Experience — Rishabh Agrawal

Experience

Education 3

Ph.D., Electrical Engineering

2022 – 2026 (Expected)

University of Southern California · Los Angeles, CA

GPA 4.0 / 4.0 · Awarded the USC Graduate School Fellowship · Reviewer for ICML, ICLR, NeurIPS, AAAI, and CDC.

M.S., Computer Science & M.S., Electrical Engineering

2023 – 2025

University of Southern California · Los Angeles, CA

GPA 4.0 / 4.0.

B.Tech., Mathematics & Computing

2015 – 2019

Indian Institute of Technology Guwahati · Guwahati, India

GPA 8.80 / 10.0 · Institute Merit-cum-Means Scholarship for four consecutive years.

Professional Experience 4

Student Researcher

May 2026 – Present

Google · Sunnyvale, CA

Research on long-horizon agents.

Applied Scientist Intern

May 2025 – Aug 2025

Amazon · San Diego, CA

Built an end-to-end RL-based LLM agentic AI system for critical fraud detection.

Designed a reward model and a novel Monte-Carlo Tree Search (MCTS) planner, guided by the reward model, to select top-k specialized LLM agents and generate reasoning that enriches context for multi-agent LLM debate.
Implemented an RL-based debate moderator that determines optimal debate termination based on query complexity.
Designed retrieval-based planning at test time from pre-computed trees, cutting latency from ~10 minutes to ~20 seconds.
Improved AUC-ROC from 0.729 to 0.798 on a real-world dataset.

Research Assistant

Jan 2022 – Present

University of Southern California · with Prof.
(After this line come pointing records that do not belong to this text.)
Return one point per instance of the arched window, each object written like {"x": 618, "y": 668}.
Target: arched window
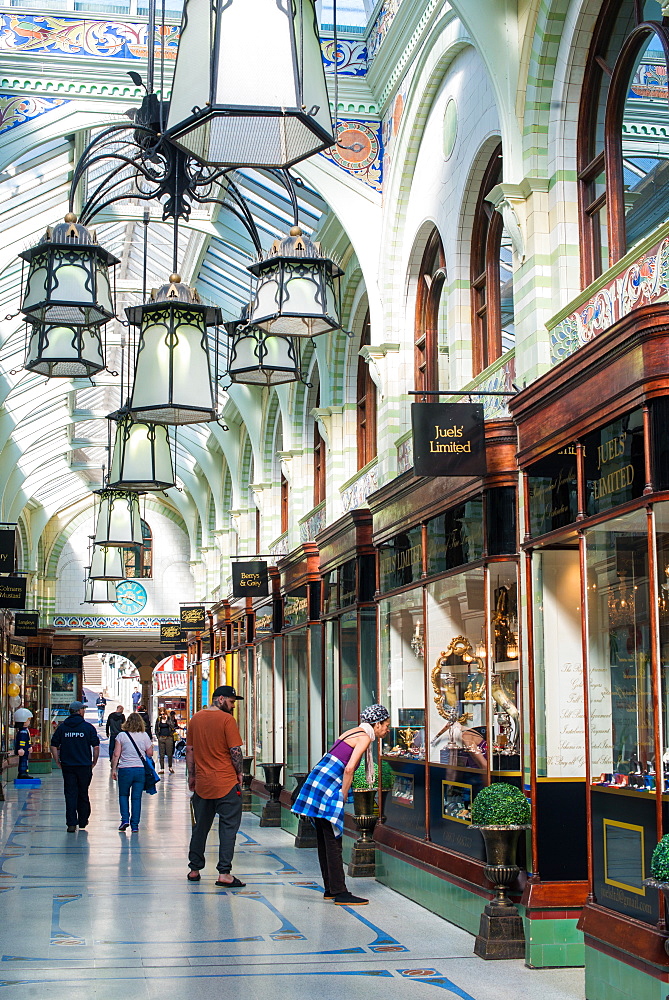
{"x": 623, "y": 152}
{"x": 426, "y": 337}
{"x": 365, "y": 403}
{"x": 491, "y": 276}
{"x": 138, "y": 558}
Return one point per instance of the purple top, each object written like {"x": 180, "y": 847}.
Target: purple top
{"x": 342, "y": 750}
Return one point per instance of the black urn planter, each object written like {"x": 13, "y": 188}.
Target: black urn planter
{"x": 306, "y": 831}
{"x": 501, "y": 933}
{"x": 271, "y": 814}
{"x": 363, "y": 856}
{"x": 247, "y": 778}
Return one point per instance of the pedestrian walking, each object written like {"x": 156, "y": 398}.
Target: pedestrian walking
{"x": 22, "y": 740}
{"x": 165, "y": 730}
{"x": 144, "y": 715}
{"x": 115, "y": 722}
{"x": 101, "y": 704}
{"x": 132, "y": 745}
{"x": 325, "y": 791}
{"x": 75, "y": 747}
{"x": 214, "y": 760}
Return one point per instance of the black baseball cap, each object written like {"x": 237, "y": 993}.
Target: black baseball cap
{"x": 225, "y": 691}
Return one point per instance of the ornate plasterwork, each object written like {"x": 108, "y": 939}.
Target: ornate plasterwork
{"x": 351, "y": 56}
{"x": 18, "y": 110}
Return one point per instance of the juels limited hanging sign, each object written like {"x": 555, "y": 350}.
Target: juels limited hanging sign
{"x": 448, "y": 439}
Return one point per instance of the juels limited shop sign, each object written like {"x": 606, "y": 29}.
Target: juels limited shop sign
{"x": 448, "y": 439}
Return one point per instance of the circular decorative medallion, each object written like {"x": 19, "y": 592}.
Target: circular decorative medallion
{"x": 450, "y": 127}
{"x": 357, "y": 146}
{"x": 130, "y": 597}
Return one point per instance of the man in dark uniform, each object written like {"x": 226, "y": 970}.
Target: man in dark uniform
{"x": 75, "y": 747}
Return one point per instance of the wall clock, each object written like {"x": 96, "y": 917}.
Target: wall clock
{"x": 130, "y": 597}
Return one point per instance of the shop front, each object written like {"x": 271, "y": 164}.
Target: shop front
{"x": 449, "y": 673}
{"x": 593, "y": 447}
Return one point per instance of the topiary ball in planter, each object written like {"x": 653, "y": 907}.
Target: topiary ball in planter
{"x": 500, "y": 804}
{"x": 659, "y": 863}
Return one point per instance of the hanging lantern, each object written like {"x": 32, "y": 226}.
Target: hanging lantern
{"x": 295, "y": 294}
{"x": 107, "y": 563}
{"x": 99, "y": 592}
{"x": 60, "y": 351}
{"x": 119, "y": 521}
{"x": 142, "y": 458}
{"x": 256, "y": 358}
{"x": 173, "y": 383}
{"x": 68, "y": 278}
{"x": 225, "y": 114}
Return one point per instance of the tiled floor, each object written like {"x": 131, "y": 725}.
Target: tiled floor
{"x": 103, "y": 914}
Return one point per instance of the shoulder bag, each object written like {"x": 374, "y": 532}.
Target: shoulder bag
{"x": 151, "y": 777}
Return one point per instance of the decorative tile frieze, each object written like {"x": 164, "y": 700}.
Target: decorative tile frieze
{"x": 45, "y": 34}
{"x": 356, "y": 494}
{"x": 311, "y": 525}
{"x": 638, "y": 284}
{"x": 18, "y": 110}
{"x": 114, "y": 623}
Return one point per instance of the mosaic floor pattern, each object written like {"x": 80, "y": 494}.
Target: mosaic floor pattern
{"x": 109, "y": 915}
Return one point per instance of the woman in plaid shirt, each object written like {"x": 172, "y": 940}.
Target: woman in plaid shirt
{"x": 326, "y": 789}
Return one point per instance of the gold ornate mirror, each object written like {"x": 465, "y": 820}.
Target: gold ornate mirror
{"x": 443, "y": 678}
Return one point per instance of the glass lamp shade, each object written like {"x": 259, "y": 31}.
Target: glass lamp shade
{"x": 119, "y": 521}
{"x": 225, "y": 114}
{"x": 107, "y": 563}
{"x": 142, "y": 457}
{"x": 99, "y": 592}
{"x": 64, "y": 351}
{"x": 173, "y": 383}
{"x": 295, "y": 294}
{"x": 68, "y": 277}
{"x": 257, "y": 358}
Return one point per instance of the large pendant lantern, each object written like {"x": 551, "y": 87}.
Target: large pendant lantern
{"x": 142, "y": 457}
{"x": 119, "y": 521}
{"x": 258, "y": 358}
{"x": 99, "y": 592}
{"x": 173, "y": 383}
{"x": 68, "y": 277}
{"x": 249, "y": 84}
{"x": 64, "y": 351}
{"x": 296, "y": 294}
{"x": 107, "y": 563}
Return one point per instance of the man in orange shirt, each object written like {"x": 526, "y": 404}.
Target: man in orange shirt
{"x": 214, "y": 759}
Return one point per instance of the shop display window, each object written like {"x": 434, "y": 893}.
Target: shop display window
{"x": 552, "y": 491}
{"x": 457, "y": 671}
{"x": 456, "y": 537}
{"x": 403, "y": 673}
{"x": 558, "y": 663}
{"x": 619, "y": 652}
{"x": 332, "y": 687}
{"x": 296, "y": 701}
{"x": 264, "y": 701}
{"x": 505, "y": 734}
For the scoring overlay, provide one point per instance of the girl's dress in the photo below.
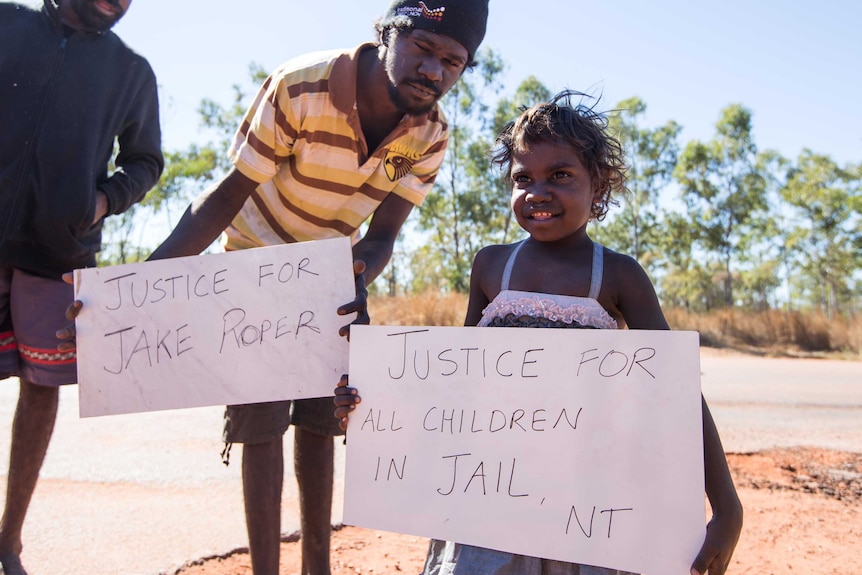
(513, 308)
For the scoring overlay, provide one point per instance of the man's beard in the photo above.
(92, 18)
(406, 107)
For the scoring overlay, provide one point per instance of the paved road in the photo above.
(143, 494)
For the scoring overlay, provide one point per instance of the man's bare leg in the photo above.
(262, 478)
(31, 432)
(313, 456)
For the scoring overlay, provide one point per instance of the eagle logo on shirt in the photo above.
(399, 161)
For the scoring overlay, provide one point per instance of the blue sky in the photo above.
(795, 64)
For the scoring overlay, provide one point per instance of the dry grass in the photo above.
(771, 332)
(432, 308)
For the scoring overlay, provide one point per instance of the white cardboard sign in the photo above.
(239, 327)
(577, 445)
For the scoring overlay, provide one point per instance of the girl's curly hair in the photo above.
(578, 125)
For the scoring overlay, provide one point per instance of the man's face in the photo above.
(100, 15)
(422, 66)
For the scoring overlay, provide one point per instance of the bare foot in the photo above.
(12, 564)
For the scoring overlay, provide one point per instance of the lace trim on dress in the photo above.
(562, 311)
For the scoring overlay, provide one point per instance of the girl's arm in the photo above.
(638, 305)
(722, 531)
(478, 299)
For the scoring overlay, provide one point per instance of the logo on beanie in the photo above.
(421, 11)
(399, 161)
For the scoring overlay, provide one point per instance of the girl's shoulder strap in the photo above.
(510, 263)
(598, 270)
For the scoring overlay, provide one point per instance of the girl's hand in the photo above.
(346, 398)
(722, 533)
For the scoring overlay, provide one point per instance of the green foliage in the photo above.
(757, 231)
(651, 154)
(725, 191)
(131, 236)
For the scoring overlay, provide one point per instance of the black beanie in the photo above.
(461, 20)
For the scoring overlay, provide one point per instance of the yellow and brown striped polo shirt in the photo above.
(301, 140)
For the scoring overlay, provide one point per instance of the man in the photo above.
(330, 140)
(68, 88)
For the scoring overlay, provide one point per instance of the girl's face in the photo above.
(552, 191)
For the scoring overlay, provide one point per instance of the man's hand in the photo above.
(360, 304)
(67, 334)
(101, 206)
(346, 398)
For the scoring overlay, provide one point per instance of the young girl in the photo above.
(564, 167)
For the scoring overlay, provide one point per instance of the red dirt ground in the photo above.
(803, 514)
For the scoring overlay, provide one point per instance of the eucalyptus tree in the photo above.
(827, 234)
(651, 156)
(187, 172)
(724, 190)
(469, 205)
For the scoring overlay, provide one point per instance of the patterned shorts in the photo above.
(32, 309)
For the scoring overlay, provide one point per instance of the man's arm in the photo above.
(207, 216)
(139, 161)
(376, 247)
(372, 253)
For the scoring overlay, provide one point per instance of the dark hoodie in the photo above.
(64, 97)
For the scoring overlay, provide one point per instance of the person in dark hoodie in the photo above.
(69, 87)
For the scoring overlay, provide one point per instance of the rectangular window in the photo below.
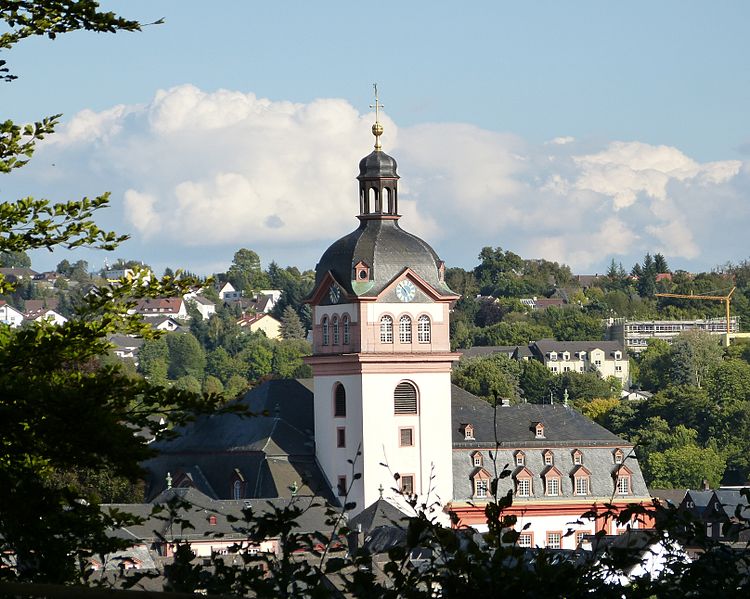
(525, 539)
(481, 487)
(553, 540)
(407, 437)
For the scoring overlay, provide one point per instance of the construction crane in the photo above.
(723, 298)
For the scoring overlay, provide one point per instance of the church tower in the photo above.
(381, 353)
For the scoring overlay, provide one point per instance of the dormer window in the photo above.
(361, 272)
(552, 483)
(623, 479)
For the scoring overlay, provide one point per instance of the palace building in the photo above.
(380, 418)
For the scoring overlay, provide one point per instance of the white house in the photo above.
(9, 315)
(205, 306)
(227, 292)
(607, 357)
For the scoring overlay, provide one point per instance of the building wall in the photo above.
(372, 427)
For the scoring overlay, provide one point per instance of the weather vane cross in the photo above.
(377, 128)
(377, 104)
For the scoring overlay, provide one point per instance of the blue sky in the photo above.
(574, 131)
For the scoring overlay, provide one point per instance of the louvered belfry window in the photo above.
(405, 399)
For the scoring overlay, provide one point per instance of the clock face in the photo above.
(405, 291)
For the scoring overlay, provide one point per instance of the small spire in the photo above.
(377, 128)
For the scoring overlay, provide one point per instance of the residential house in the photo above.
(14, 274)
(542, 303)
(9, 315)
(45, 314)
(560, 465)
(204, 305)
(635, 334)
(164, 306)
(227, 292)
(606, 357)
(261, 322)
(126, 346)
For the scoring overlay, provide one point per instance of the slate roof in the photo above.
(380, 513)
(312, 519)
(488, 350)
(565, 430)
(43, 305)
(699, 500)
(387, 249)
(515, 424)
(274, 450)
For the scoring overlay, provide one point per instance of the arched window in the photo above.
(405, 399)
(424, 333)
(404, 329)
(386, 329)
(339, 401)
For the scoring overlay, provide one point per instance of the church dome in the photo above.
(377, 164)
(367, 260)
(384, 250)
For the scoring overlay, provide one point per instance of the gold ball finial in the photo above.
(377, 128)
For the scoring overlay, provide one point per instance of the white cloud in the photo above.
(193, 169)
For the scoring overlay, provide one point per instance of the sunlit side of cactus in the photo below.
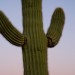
(34, 41)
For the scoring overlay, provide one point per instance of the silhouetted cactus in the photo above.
(33, 41)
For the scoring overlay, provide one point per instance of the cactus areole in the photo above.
(34, 41)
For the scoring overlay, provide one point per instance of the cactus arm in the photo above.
(9, 31)
(55, 30)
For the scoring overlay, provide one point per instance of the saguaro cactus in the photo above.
(34, 41)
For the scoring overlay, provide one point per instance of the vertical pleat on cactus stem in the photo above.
(34, 52)
(34, 41)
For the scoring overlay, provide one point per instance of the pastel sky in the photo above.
(61, 59)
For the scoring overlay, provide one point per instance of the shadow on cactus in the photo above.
(34, 41)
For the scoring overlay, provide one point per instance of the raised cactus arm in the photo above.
(10, 32)
(55, 30)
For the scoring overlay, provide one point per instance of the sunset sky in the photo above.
(61, 59)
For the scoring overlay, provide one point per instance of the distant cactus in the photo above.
(33, 41)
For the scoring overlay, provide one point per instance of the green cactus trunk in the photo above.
(34, 41)
(35, 52)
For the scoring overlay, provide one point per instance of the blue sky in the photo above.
(61, 59)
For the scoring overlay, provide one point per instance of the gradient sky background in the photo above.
(61, 59)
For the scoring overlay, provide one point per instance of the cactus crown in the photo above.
(34, 41)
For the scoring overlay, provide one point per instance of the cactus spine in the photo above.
(33, 41)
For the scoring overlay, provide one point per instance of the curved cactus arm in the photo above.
(55, 30)
(9, 31)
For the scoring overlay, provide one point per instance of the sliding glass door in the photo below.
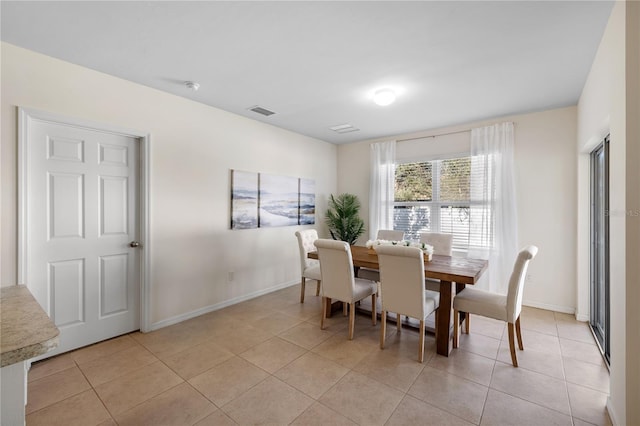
(600, 245)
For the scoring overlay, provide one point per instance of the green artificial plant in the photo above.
(343, 218)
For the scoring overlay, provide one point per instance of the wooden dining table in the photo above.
(454, 273)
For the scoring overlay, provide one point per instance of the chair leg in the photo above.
(519, 334)
(383, 328)
(512, 346)
(324, 312)
(456, 327)
(374, 316)
(302, 283)
(421, 344)
(352, 319)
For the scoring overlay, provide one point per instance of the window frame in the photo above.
(435, 205)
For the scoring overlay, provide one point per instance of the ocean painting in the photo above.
(278, 201)
(307, 202)
(244, 200)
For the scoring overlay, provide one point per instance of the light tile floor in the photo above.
(266, 361)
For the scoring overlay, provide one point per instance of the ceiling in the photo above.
(317, 64)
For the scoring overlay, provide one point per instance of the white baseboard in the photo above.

Rahul Jain & Prof. Ashutosh Nayyar

On-policy self-distillation for LLMs: proved limitations of existing OPSD methods in guaranteeing monotonic policy improvement and correct credit assignment, and developed a distributional DAgger algorithm with monotonic-improvement and regret guarantees, achieving superior performance on science, coding, and math benchmarks.
Robust offline imitation learning & foundation models: developed robust offline methods under transition uncertainty — an offline IL algorithm and a foundation model that uses data from a single environment to generalize to diverse, unseen DeepMind Control Suite environments without online interaction.
Strictly offline imitation learning: developed a normalizing-flow-based IL algorithm that learns optimal policies solely from expert demonstrations, reaching state-of-the-art performance on MuJoCo without environment interaction or auxiliary data.

Research Engineer

Jun 2019 – Dec 2021

Samsung R&D Institute · 6G Lab · Bangalore, India

Radio resource scheduler: applied reinforcement learning to radio-resource scheduling under Quality-of-Service and fairness constraints.
Autoencoder communication: studied autoencoder-based communication over AWGN and Rayleigh-fading channels, and devised an RL-based autoencoder achieving detection accuracy comparable to traditional methods with fewer computations.

Teaching 2

Reinforcement Learning & Large Language Models

EE599 · Aug – Dec 2025

Teaching Assistant · University of Southern California

Held office hours to help students with their coursework and projects, and graded project proposals and reports.

Stochastic Systems & Reinforcement Learning

EE556 · Aug – Dec 2023

Teaching Assistant · University of Southern California

Created homework assignments and solutions, taught discussion sessions, graded exams, and held office hours to help students with coursework and projects.